In the late 1800s, huge natural gas fields were discovered beneath Kokomo, Indiana. The gas supply was thought to be infinite. As a result, manufacturing boomed in the city, particularly in the glass and automotive industries. During our stay in the area, we visited five Kokomo attractions that reflect those two industries. We learned why the glass and automotive industries, in particular, became prevalent in Kokomo.
A tornado swept through Kokomo, Indiana, just days before our visit. Sadly, the tornado destroyed homes. It leveled a Starbucks. It uprooted towering trees in Highland Park. Fortunately, it didn’t touch Old Ben’s home. Old Ben, the World’s largest steer, as well as a giant sycamore stump, are on display behind glass in the Highland Park visitor’s center.
Who takes over two years to build a mansion, lives in it for fewer than five years and then leaves town? Monroe Seiberling did.
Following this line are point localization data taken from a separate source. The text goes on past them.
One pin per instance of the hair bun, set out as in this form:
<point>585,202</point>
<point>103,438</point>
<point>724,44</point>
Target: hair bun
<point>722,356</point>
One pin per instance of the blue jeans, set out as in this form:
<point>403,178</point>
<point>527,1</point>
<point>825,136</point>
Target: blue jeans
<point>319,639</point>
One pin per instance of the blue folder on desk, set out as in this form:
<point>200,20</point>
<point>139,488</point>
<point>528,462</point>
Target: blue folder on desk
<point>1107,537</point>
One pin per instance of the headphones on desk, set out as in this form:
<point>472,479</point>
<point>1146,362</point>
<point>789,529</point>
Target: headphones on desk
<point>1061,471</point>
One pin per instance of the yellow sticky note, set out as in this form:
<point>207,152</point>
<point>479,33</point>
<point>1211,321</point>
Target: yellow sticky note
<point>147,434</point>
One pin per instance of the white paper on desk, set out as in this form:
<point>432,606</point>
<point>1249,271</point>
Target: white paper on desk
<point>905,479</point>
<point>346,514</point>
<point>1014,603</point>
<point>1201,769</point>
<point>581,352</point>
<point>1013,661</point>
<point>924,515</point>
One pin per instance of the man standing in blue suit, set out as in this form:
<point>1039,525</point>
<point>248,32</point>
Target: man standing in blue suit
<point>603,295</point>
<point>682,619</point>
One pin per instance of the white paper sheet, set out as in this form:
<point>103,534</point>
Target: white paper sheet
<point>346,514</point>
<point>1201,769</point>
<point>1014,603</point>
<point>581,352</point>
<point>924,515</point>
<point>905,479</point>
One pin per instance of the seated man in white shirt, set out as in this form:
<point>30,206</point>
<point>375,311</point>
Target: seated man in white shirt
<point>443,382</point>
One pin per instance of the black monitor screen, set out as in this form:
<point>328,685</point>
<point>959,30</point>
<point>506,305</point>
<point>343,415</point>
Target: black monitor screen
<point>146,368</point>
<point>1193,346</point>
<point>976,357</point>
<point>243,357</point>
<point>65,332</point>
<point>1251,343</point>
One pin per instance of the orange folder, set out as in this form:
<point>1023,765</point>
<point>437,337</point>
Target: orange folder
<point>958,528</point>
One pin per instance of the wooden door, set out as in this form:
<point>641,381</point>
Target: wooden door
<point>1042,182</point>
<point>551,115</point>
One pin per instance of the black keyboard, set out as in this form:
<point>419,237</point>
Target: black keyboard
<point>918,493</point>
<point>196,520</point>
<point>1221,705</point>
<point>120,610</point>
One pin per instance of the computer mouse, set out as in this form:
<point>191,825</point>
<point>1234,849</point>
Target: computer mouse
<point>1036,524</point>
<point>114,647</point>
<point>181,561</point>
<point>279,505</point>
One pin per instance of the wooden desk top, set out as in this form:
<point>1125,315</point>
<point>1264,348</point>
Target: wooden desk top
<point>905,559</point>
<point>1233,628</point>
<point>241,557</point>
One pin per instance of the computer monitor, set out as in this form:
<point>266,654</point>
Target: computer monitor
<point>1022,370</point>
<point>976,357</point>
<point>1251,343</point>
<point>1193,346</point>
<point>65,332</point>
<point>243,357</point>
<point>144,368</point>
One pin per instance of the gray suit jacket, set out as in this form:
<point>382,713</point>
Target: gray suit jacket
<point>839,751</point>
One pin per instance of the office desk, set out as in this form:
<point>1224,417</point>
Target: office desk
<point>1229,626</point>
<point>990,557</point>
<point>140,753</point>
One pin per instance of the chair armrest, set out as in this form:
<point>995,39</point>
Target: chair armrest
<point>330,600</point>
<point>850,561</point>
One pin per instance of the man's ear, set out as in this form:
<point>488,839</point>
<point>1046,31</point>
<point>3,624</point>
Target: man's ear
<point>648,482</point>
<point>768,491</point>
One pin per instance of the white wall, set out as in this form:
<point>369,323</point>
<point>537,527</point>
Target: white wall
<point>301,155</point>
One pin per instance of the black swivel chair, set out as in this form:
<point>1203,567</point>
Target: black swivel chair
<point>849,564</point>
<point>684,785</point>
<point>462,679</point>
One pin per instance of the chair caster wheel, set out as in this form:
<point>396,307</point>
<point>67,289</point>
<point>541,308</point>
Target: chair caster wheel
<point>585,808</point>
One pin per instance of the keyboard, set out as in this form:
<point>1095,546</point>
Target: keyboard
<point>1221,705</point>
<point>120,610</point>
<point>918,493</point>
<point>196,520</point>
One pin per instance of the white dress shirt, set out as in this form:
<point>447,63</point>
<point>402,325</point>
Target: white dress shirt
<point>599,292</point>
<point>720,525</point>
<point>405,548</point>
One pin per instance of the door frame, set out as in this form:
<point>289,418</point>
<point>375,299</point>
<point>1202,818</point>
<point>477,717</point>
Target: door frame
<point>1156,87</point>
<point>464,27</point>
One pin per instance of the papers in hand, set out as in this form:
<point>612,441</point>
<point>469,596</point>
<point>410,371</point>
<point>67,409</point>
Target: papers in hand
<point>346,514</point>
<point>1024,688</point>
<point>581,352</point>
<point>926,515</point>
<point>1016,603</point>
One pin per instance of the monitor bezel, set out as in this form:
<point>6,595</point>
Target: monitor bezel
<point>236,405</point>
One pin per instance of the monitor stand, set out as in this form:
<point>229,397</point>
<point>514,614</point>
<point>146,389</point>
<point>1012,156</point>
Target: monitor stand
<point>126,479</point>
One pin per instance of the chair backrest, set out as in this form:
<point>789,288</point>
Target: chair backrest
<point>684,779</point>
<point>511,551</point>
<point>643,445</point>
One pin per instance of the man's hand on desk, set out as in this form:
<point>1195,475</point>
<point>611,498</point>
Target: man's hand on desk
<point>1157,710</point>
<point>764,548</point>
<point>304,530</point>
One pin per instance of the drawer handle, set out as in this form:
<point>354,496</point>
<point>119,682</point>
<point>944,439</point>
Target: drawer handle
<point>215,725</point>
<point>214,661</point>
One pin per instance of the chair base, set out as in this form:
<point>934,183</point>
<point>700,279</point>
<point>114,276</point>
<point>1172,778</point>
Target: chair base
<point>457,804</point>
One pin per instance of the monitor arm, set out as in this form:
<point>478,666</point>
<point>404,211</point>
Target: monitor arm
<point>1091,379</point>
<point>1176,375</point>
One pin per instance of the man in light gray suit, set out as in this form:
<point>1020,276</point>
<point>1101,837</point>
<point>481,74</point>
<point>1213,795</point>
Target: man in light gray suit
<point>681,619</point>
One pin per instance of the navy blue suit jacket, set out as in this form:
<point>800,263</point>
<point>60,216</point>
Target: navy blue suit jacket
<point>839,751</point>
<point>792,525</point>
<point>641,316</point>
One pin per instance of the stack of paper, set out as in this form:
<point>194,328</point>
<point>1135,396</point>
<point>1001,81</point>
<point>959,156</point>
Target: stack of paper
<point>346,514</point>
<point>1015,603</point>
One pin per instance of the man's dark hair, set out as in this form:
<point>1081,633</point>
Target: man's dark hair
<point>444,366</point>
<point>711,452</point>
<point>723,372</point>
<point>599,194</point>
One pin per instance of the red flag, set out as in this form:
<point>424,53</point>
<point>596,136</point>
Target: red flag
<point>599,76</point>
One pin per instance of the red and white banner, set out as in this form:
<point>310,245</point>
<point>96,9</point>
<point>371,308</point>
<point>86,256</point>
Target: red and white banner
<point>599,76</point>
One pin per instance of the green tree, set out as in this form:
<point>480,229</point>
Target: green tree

We visited the Seiberling Mansion in Kokomo, Indiana, which now serves as the Howard County Historical Museum, and learned the fascinating stories of the home and those who lived there.
As field superintendent in Indiana’s new natural gas industry, Elwood Haynes needed a way to get from gas field to gas field. So he invented a horseless carriage. There were several automobiles being developed around the country at the same time, but Haynes called his vehicle “America’s first,” and the title stuck. Haynes also invented Stellite in the early 1900s. Stellite was world’s strongest known metal alloy. The Elwood Haynes Museum in Kokomo, Indiana, tells the story of Haynes, his inventions and his contribution to history.